こうした議論は,ウクライナ・ロシア紛争がきっかけで突然話題になったという話ではなく,毎年のように議論されていることが,検索してみると出てくる。同様に,イギリスでも防空壕整備の話は出ている。
ウクライナ紛争で,ロシアがウクライナへの侵攻にてこずって戦争状態が長引いているが,後方からの中国やイラン,北朝鮮によるバックアップが進み,再武装の機運が高まっているというのが理由の1つ。もう1つは,その矛先がヨーロッパのNATO各国に一斉に向けられるという危機感である。
ロシアとNATOの全面戦争になった場合,ロシアが核兵器を使用しない保証はまったくなく,かつての爆撃機からの爆弾投下といった時間的な余裕もない。数分間後には各地に着弾して大きな被害を及ぼすとされている。このために,防空壕への避難を促すスマホアプリも開発されているという。それだけ危機感の度合いが高い。

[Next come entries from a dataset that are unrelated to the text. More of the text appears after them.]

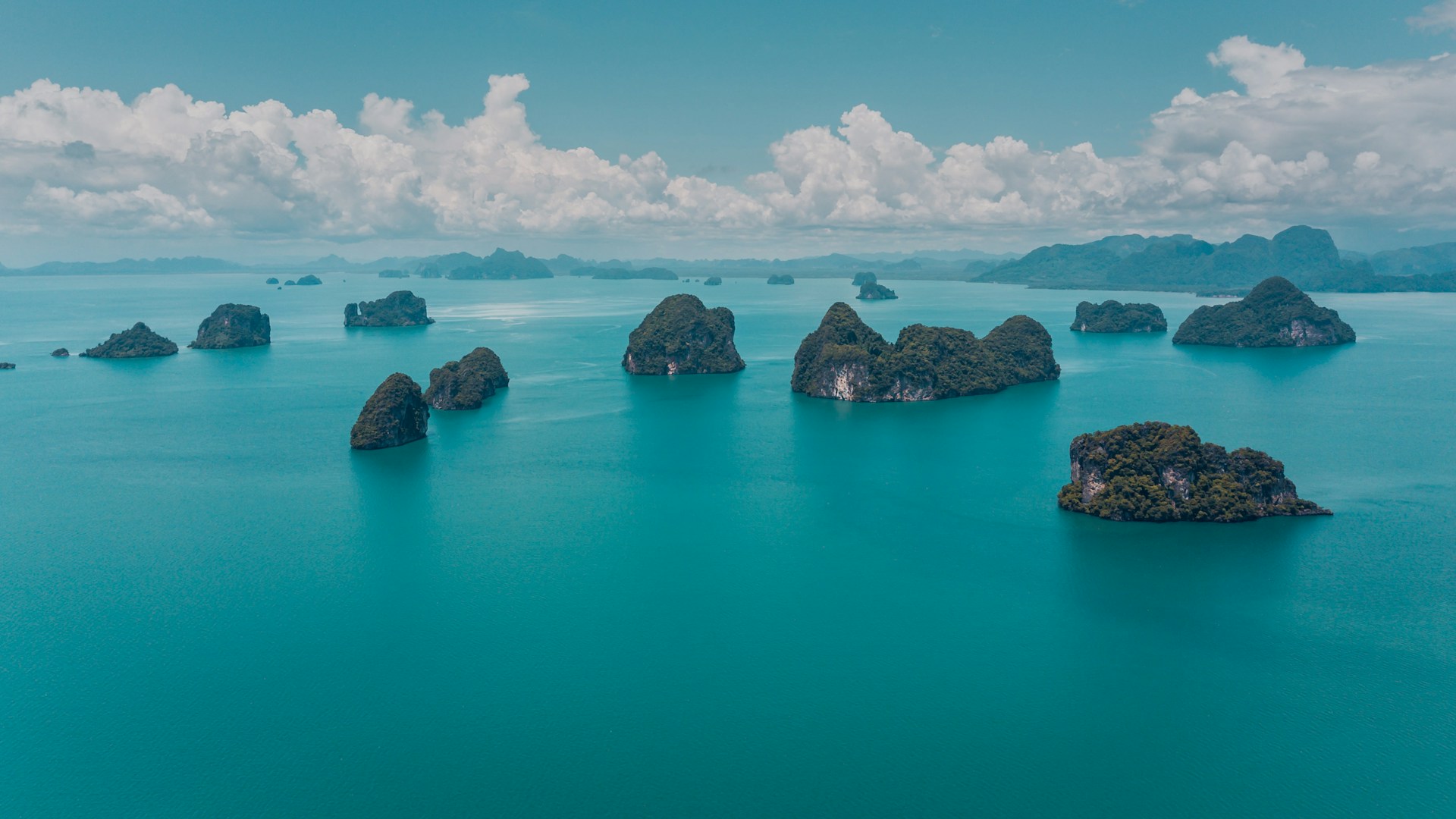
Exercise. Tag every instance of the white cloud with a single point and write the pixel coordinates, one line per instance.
(1298, 143)
(1438, 17)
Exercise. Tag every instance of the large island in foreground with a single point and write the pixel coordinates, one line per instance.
(848, 360)
(1163, 472)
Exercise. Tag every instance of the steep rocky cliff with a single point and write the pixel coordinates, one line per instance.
(234, 325)
(1274, 314)
(136, 343)
(400, 308)
(683, 337)
(468, 382)
(394, 416)
(848, 360)
(1164, 472)
(1116, 316)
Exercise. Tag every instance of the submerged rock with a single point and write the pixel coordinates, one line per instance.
(400, 308)
(683, 337)
(1164, 472)
(468, 382)
(1116, 316)
(1274, 314)
(394, 416)
(234, 325)
(848, 360)
(136, 343)
(873, 292)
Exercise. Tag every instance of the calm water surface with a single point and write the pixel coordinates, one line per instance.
(705, 596)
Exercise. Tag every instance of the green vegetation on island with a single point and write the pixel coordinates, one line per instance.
(136, 343)
(1116, 316)
(234, 325)
(871, 292)
(468, 382)
(400, 308)
(1274, 314)
(1164, 472)
(848, 360)
(683, 337)
(394, 416)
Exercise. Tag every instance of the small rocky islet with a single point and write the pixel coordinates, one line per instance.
(400, 308)
(232, 327)
(1274, 314)
(683, 337)
(874, 292)
(1164, 472)
(394, 416)
(848, 360)
(136, 343)
(468, 382)
(1116, 316)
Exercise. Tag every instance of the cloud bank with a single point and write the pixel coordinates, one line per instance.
(1298, 143)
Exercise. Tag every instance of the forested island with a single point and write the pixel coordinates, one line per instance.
(1164, 472)
(400, 308)
(1274, 314)
(848, 360)
(136, 343)
(468, 382)
(234, 325)
(1116, 316)
(683, 337)
(871, 292)
(397, 414)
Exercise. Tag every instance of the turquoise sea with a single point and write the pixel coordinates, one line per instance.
(704, 595)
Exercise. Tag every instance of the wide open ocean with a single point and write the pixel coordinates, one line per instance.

筆者は以前,北朝鮮によるミサイルの脅威に対する自己防衛として,自宅に核シェルターを作ることを提案した(庭や駐車スペースの地下にシェルターユニットを埋め込むアイディア - jeyseni's diary 2022/5/28)。とんでもない災害が起きた際にも逃げ込めることを想定した。費用面でとても自前ではできないが,防衛費を回せば1000万世帯ぐらいはできるだろう,という計算もしてみた。ロシア-NATO間,および全世界が戦闘状態になったとき,日本は残らないだろうな,という予測を立てている。
ちなみに台湾の台北市には2022年のニュースによれば,4600ヵ所の防空壕設備で1200万人を収容できる備えがあるという(アングル:有事に備える台湾、商業施設や地下鉄に防空壕4600カ所 | ロイター 2022/8/4)。中国本土からの攻撃にいつでも対応できるような体制が取られており,こうした危機感が大地震などの際の数時間後には避難所が開設されるといったスピード感にもつながっているように思う(自治体は避難所用の「避難テント」の準備を--台湾地震に学べ - jeyseni's diary 2024/4/6)。